I RECALL many years ago the government of the day brought in “sweeping reforms” of the health service.

The upheaval was trumpeted as a means of bringing enterprising new people in to reinvigorate the moribund system, a bit like a blood transfusion for a patient in decline.

Being young and naïve I took all this at face value; so imagine my surprise when I rang up my local hospital, tentatively inquiring who would now be dealing with a particular function. I was put through to someone in a new office with a completely new job title – and found it was exactly the same person I had been dealing with before. Meet the new NHS manager, same as the old NHS manager, as The Who might almost have said.

But I wouldn’t want you to imagine these “NHS reforms” had no impact whatsoever. Far from it; they took up lots of time and effort, and I seem to think they cost many millions of our taxpayers’ pounds.

Did they do anything for patient care? Given that many people think things were better in the pre-reform days, when matrons apparently ran hospitals with a rod of iron, and the fact there have been numerous subsequent NHS “transformations”, I think it’s fair to say there may be an element of doubt.

So when the latest upheaval was announced I couldn’t help thinking: “Oh no, not again.” There’s nothing party-political about my view; if any of you are getting a sense a déjà vu here, I must confess I called on politicians to stop attempting major surgery on the health service during the time of the previous Labour administration. While I knew that plea would be in vain, I really had thought there was a chance the coalition might have so much more to worry about it wouldn’t embark on any more health adventures. Some hope.

I don’t actually believe the NHS should be left in a time warp; indeed, from what I hear some alterations being quietly made in such areas as hospital discharge procedures are really rather sensible.

But changes like that could be made with relatively little fuss, and without root-and-branch changes to NHS administration. Such low-key improvement would, however, create little in the way of either soundbites or boosts for the egos of politicians who think they have a miracle cure for the health service’s ills. So we have yet another massive set of reforms, which I believe will consume vast amounts of energy and cash that could have been put to more useful purposes.

In addition, the changes will create all sorts of upheaval for those working within the service, diverting them from carrying out their actual jobs of providing health care for the nation.

I’m not suggesting the existing system is perfect, but I do wonder how much difference it will make if, to take one strand of the proposed changes, we abolish primary care trusts and hand many of their powers to GP practices. Whoever makes the decisions will face the same desperate quandaries entailed in matching a finite budget to ever-increasing demands for treatments, and the same people, or people with the same skills, will be needed to administer the system whether they are employed by GP practices or primary care trusts – a bit like my hospital manager with the new title of so many years ago.

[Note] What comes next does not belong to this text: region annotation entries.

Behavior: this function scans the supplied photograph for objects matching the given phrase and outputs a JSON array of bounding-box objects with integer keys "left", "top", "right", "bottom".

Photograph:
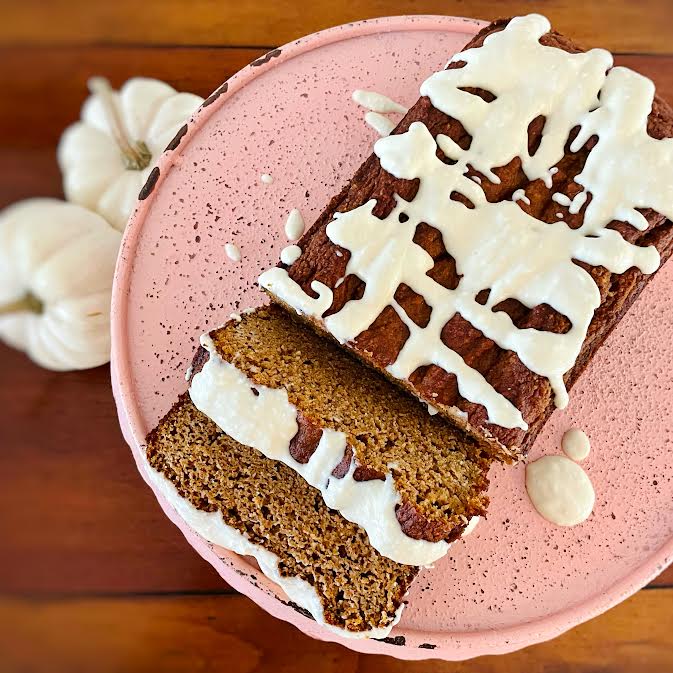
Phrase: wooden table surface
[{"left": 0, "top": 0, "right": 673, "bottom": 673}]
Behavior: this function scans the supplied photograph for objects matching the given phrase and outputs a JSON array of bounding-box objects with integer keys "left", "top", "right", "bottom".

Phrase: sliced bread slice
[{"left": 190, "top": 306, "right": 489, "bottom": 566}]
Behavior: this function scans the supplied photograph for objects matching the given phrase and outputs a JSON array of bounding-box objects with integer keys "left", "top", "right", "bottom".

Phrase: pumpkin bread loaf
[
  {"left": 146, "top": 395, "right": 418, "bottom": 637},
  {"left": 190, "top": 305, "right": 489, "bottom": 565}
]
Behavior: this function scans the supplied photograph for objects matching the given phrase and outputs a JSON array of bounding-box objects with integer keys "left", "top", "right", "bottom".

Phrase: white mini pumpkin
[
  {"left": 0, "top": 199, "right": 121, "bottom": 371},
  {"left": 58, "top": 77, "right": 203, "bottom": 231}
]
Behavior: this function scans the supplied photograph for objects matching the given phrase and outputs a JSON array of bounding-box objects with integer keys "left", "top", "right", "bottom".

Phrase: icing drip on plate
[
  {"left": 365, "top": 112, "right": 396, "bottom": 137},
  {"left": 260, "top": 15, "right": 673, "bottom": 430},
  {"left": 189, "top": 335, "right": 449, "bottom": 566}
]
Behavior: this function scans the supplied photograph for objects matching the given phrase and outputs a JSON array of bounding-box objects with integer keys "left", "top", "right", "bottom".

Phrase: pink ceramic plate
[{"left": 112, "top": 16, "right": 673, "bottom": 659}]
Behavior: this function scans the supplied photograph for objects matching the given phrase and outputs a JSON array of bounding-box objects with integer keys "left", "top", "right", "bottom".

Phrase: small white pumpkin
[
  {"left": 0, "top": 199, "right": 121, "bottom": 371},
  {"left": 58, "top": 77, "right": 203, "bottom": 231}
]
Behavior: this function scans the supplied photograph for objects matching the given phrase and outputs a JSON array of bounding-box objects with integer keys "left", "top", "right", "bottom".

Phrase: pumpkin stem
[
  {"left": 0, "top": 292, "right": 44, "bottom": 315},
  {"left": 88, "top": 77, "right": 152, "bottom": 171}
]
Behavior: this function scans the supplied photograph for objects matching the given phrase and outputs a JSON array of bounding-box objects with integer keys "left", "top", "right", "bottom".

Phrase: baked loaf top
[
  {"left": 260, "top": 15, "right": 673, "bottom": 461},
  {"left": 146, "top": 395, "right": 418, "bottom": 637},
  {"left": 189, "top": 306, "right": 490, "bottom": 566}
]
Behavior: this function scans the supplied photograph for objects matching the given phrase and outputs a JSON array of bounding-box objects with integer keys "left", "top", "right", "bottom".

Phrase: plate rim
[{"left": 110, "top": 14, "right": 673, "bottom": 661}]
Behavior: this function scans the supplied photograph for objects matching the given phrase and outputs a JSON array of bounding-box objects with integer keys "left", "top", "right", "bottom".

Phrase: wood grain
[
  {"left": 0, "top": 0, "right": 673, "bottom": 53},
  {"left": 0, "top": 589, "right": 673, "bottom": 673},
  {"left": 0, "top": 346, "right": 227, "bottom": 592}
]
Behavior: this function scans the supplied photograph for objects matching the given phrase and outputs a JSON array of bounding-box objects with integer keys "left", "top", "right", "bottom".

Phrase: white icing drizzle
[
  {"left": 421, "top": 14, "right": 612, "bottom": 183},
  {"left": 224, "top": 243, "right": 241, "bottom": 262},
  {"left": 526, "top": 456, "right": 596, "bottom": 526},
  {"left": 365, "top": 112, "right": 396, "bottom": 137},
  {"left": 280, "top": 245, "right": 301, "bottom": 266},
  {"left": 144, "top": 460, "right": 404, "bottom": 638},
  {"left": 561, "top": 428, "right": 591, "bottom": 462},
  {"left": 260, "top": 15, "right": 673, "bottom": 430},
  {"left": 353, "top": 89, "right": 408, "bottom": 114},
  {"left": 285, "top": 208, "right": 305, "bottom": 241},
  {"left": 189, "top": 335, "right": 449, "bottom": 566},
  {"left": 512, "top": 189, "right": 530, "bottom": 206},
  {"left": 259, "top": 267, "right": 333, "bottom": 318}
]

So I will make my plea again to the politicians; if you really want the NHS to be fit and healthy, forget the universal panaceas.

Deal with the worst problems, of course, but you can do that without shaking up the whole system. Give the patient a bit of TLC, but, most important of all, let those who work within it get on with their jobs for a while without massive interference. That’s my diagnosis, but I doubt my recovery regime will ever be put into practice.